While the distinction between joining an already filed lawsuit and issuing a formal criminal indictment is clear enough, the DOJ’s lax approach on Wall Street’s shady dealings furthers the regrettable notion that justice is only found where it is convenient.  Lance Armstrong cheated, but so did a large number of banks.  While Armstrong is already considered a lying, cheating bully in the court of public opinion, it should be the DOJ’s priority to put the bankers in actual court before they go after Armstrong and his bike.
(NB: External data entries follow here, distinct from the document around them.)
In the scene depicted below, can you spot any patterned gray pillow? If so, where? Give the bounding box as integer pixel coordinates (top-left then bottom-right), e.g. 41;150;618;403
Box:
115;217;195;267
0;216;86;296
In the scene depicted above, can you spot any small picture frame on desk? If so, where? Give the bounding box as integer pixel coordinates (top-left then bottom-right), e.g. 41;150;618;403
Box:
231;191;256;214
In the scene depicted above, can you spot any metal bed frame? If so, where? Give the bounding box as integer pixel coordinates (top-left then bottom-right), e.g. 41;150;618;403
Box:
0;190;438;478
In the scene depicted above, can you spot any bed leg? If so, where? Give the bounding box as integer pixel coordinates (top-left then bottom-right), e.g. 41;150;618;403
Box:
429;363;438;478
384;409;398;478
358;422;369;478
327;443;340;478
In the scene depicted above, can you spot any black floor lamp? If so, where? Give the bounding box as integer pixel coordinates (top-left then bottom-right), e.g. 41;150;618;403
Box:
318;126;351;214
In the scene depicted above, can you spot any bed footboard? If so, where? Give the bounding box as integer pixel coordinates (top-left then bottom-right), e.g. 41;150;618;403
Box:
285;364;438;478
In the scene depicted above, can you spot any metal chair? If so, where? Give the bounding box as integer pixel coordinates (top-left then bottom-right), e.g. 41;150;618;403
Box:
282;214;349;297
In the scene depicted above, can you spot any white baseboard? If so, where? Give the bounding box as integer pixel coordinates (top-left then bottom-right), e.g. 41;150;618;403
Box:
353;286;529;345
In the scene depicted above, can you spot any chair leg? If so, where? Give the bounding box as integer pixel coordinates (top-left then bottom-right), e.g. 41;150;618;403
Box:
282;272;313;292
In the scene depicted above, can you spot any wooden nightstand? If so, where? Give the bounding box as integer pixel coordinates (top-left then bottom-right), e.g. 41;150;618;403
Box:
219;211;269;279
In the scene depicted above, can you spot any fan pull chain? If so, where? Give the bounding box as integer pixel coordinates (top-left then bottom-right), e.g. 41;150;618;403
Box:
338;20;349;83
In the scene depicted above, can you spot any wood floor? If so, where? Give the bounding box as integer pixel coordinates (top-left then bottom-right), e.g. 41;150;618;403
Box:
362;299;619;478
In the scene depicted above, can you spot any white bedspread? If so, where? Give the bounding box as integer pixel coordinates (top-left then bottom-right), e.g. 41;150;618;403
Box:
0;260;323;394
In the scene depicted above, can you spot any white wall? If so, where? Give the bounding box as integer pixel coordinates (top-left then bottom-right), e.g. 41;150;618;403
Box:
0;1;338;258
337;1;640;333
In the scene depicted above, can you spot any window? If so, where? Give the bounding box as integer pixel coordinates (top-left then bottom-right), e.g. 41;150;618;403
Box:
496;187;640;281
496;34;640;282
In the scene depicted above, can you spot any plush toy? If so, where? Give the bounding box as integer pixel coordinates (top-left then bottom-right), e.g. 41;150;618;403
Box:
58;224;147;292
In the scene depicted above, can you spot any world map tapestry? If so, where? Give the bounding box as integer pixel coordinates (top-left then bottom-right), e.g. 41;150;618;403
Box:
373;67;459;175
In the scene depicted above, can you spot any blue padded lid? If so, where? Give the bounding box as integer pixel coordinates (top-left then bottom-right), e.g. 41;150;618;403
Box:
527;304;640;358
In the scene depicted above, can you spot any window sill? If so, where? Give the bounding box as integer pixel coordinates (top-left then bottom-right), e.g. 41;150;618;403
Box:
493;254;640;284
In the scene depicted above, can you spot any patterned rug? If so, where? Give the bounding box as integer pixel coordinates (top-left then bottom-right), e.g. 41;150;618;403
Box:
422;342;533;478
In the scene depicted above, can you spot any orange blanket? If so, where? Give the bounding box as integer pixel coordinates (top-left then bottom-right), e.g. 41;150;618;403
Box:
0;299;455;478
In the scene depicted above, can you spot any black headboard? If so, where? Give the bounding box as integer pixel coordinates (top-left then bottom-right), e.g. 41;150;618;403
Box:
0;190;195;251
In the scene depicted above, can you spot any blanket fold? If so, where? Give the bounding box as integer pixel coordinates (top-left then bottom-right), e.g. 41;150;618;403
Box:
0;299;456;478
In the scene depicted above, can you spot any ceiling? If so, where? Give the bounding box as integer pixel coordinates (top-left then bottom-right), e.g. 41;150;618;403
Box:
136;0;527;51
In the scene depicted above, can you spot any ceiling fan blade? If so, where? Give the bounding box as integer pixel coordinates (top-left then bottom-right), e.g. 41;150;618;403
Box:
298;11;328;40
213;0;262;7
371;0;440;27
Within twenty-four hours of Frontline’s damning report airing, the head of DOJ’s Criminal Division, Lanny Breuer, resigned ( ).  Credible journalism might not be dead after all.  Unfortunately, the poetic justice here is less satisfactory when it takes Frontline and other investigative journalists to wage the DOJ’s own battles.  The financial collapse was not just the result of swindling Wall Street bankers and to suggest as much would be myopic.  Still, that is where the most egregious fraud took place and that is where accountability has been altogether non-existent.